Most animals see the world differently from humans – and now it is a little easier to take a look through their eyes. A system that uses two cameras and some software can produce videos showing people how a scene appears to different species.
“We went outdoors to film the birds in the trees, and only then it sunk in how bright the skies are in UV colours,” says Vera Vasas at Queen Mary University of London. “The sky is a different colour to most of the animals than it is to us.”
Vasas and her colleagues used two commercial cameras housed in a 3D-printed case to record videos in both visible and ultraviolet light. Then they ran the footage through software they developed to estimate which wavelengths of light specific animals see with their naked eyes. The program processes the video frames to reflect a particular animal’s perspective.
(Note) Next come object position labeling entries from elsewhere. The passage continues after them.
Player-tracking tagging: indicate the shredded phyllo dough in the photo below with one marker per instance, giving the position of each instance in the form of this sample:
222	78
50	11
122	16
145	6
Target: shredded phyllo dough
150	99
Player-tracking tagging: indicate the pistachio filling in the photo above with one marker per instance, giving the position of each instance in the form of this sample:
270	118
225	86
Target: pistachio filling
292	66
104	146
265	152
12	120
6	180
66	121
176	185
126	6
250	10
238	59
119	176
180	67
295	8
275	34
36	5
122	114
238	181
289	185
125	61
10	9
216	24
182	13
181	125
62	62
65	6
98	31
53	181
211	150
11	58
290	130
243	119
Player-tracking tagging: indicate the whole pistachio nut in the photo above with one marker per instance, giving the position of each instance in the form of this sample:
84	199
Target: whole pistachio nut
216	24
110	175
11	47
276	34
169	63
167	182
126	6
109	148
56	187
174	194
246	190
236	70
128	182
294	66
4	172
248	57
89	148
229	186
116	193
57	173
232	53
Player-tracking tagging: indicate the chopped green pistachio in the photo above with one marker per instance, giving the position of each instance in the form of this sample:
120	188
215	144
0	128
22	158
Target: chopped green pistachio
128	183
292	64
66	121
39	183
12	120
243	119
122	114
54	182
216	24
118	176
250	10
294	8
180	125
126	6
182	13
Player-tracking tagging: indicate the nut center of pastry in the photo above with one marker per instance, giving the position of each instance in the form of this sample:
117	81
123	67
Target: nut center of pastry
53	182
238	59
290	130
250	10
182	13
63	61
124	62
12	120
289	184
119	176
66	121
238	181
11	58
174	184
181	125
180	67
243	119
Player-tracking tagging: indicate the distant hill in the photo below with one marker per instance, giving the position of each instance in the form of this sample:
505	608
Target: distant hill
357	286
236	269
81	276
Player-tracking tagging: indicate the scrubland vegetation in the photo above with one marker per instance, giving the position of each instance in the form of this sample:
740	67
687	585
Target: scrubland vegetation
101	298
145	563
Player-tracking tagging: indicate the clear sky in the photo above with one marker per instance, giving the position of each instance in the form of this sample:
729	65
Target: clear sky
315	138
The results include colourful videos showing a honeybee’s view of a caterpillar revealing a hidden body part as an anti-predator display and a close-up of a jumping spider. The camera system works best within distances of 2 metres (6 feet) with animals that are not moving quickly enough to lose the camera’s focus, says Daniel Hanley at George Mason University in Virginia, a coauthor of the study. He says the method works with many insects, spiders, lizards, turtles, birds and mammals.
The “gold standard” for this sort of research is hyperspectral imaging, a technique which can capture an even wavelengths of light beyond the visible and ultraviolet spectrum, says Jolyon Troscianko at the University of Exeter in the UK. But such equipment costs more than $20,000, whereas the new camera system may cost just several thousand dollars. This could allow it to be more widely used to capture vivid animal displays in motion. “Imagine birds of paradise that just quickly show you a flash of colour,” he says.